Dans les rues de Libreville et du reste du pays, les scènes d’incivisme ne choquent plus grand monde. Déchets abandonnés au pied des panneaux “Interdit de déposer des ordures”, véhicules stationnés sur les trottoirs, feux tricolores ignorés, klaxons incessants à l’approche des carrefours : les exemples abondent. Et le plus inquiétant, c’est que cette anarchie n’est pas seulement tolérée, elle est devenue banale. Une banalité nourrie par l’impunité, elle-même fille de l’inaction des autorités compétentes.
Car oui, des lois, des arrêtés municipaux et des règlements administratifs existent bel et bien pour encadrer la vie en société. Mais quand leur application se fait rare, voire inexistante, le message envoyé est clair : enfreindre les règles n’a aucune conséquence. Pire encore, cela devient parfois une stratégie de survie dans un système où le respect de la norme est considéré comme un acte naïf.
Le 28 septembre 2022, la mairie de Libreville, signait l’arrêté municipal n°0461/PE/CL/SG/DCAJC. Un texte visant à réglementer le dépôt des déchets ménagers et à endiguer les comportements déviants en matière d’hygiène publique. Y sont proscrits : le dépôt anarchique d’ordures, la combustion de déchets à ciel ouvert, l’usage d’enfants pour le dépôt des poubelles, ou encore l’absence de conditionnement adéquat desdits déchets.
Les sanctions prévues sont claires : des amendes allant de 500 à 50 000 FCFA, accompagnées selon les cas de sanctions-réparations comme le nettoyage des zones polluées ou autres travaux manuels proportionnels à la faute commise. En cas de récidive, la peine est doublée. Le cadre juridique est donc posé. Mais sur le terrain, l’insalubrité continue de gagner du terrain. Pourquoi ? Parce que ces sanctions, bien que prévues, ne sont quasiment jamais appliquées. Et sans mise en œuvre, tout texte, aussi bien rédigé soit-il, n’est qu’un décor institutionnel.
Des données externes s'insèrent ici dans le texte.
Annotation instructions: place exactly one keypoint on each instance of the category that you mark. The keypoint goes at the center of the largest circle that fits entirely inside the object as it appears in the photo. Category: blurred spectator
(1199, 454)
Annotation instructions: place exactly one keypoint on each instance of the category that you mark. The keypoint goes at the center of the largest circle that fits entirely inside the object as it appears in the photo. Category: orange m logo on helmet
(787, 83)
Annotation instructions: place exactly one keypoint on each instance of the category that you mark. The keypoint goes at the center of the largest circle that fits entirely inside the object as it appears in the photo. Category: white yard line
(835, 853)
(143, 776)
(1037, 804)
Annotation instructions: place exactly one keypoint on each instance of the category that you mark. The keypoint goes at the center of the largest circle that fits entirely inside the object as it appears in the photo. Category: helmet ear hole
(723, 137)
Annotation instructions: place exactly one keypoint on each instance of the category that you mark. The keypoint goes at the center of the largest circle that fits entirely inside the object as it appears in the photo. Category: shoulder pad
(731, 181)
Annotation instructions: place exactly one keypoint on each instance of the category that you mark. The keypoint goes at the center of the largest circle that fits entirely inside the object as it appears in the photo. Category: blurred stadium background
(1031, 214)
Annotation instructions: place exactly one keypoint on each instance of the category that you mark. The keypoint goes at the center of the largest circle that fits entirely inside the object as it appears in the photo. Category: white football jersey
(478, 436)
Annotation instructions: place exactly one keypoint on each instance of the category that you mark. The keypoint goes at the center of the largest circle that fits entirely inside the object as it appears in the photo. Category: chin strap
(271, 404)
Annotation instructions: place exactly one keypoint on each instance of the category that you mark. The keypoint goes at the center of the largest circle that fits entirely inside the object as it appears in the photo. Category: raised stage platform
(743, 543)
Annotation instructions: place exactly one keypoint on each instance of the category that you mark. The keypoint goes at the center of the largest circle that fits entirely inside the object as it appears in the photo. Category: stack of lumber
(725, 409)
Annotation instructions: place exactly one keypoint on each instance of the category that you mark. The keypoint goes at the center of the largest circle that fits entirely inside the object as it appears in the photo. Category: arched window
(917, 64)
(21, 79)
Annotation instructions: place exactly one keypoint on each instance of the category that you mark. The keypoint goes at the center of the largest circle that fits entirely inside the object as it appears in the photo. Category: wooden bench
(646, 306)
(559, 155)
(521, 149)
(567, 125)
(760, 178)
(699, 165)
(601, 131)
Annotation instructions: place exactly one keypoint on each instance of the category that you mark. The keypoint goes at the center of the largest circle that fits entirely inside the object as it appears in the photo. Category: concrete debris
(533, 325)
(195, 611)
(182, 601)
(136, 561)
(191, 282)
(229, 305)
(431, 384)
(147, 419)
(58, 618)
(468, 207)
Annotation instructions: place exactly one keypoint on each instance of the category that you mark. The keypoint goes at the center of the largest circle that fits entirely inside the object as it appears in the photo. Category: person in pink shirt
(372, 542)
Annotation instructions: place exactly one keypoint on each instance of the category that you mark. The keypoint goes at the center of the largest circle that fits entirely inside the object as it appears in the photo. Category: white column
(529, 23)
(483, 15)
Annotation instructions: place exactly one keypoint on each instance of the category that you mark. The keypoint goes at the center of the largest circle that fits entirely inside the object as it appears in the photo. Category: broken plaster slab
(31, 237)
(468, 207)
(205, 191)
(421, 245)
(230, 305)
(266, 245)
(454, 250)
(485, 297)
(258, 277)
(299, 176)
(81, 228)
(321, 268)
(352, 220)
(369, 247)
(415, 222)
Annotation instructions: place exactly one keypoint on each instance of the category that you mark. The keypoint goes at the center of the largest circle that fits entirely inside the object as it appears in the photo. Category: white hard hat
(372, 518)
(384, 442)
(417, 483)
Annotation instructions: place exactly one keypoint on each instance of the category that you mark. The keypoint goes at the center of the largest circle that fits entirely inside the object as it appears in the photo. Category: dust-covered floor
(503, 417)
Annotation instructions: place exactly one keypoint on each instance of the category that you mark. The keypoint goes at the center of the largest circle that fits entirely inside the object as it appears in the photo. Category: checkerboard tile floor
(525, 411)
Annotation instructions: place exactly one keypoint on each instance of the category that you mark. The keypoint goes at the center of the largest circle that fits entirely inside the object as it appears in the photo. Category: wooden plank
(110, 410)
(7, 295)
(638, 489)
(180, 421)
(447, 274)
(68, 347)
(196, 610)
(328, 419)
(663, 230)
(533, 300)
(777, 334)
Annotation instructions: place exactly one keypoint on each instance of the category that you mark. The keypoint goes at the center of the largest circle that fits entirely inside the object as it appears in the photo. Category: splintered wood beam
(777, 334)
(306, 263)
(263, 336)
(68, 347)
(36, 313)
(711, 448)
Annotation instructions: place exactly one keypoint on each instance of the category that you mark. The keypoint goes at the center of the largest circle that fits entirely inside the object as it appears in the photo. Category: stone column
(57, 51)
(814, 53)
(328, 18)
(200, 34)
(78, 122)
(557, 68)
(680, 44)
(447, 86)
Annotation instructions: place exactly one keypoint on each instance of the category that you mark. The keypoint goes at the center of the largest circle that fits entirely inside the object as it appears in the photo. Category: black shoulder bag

Des lois sans exécution : l’État complice malgré lui ?
La responsabilité de cette situation ne repose pas uniquement sur les épaules des citoyens. Elle interpelle en premier lieu l’administration publique. Trop souvent, la force publique rechigne à verbaliser. Par laxisme, par manque de moyens, ou tout simplement par peur de provoquer des tensions sociales dans un climat déjà fragile. Cette absence d’action crée une faille systémique : un environnement où transgresser devient moins risqué que d’obéir.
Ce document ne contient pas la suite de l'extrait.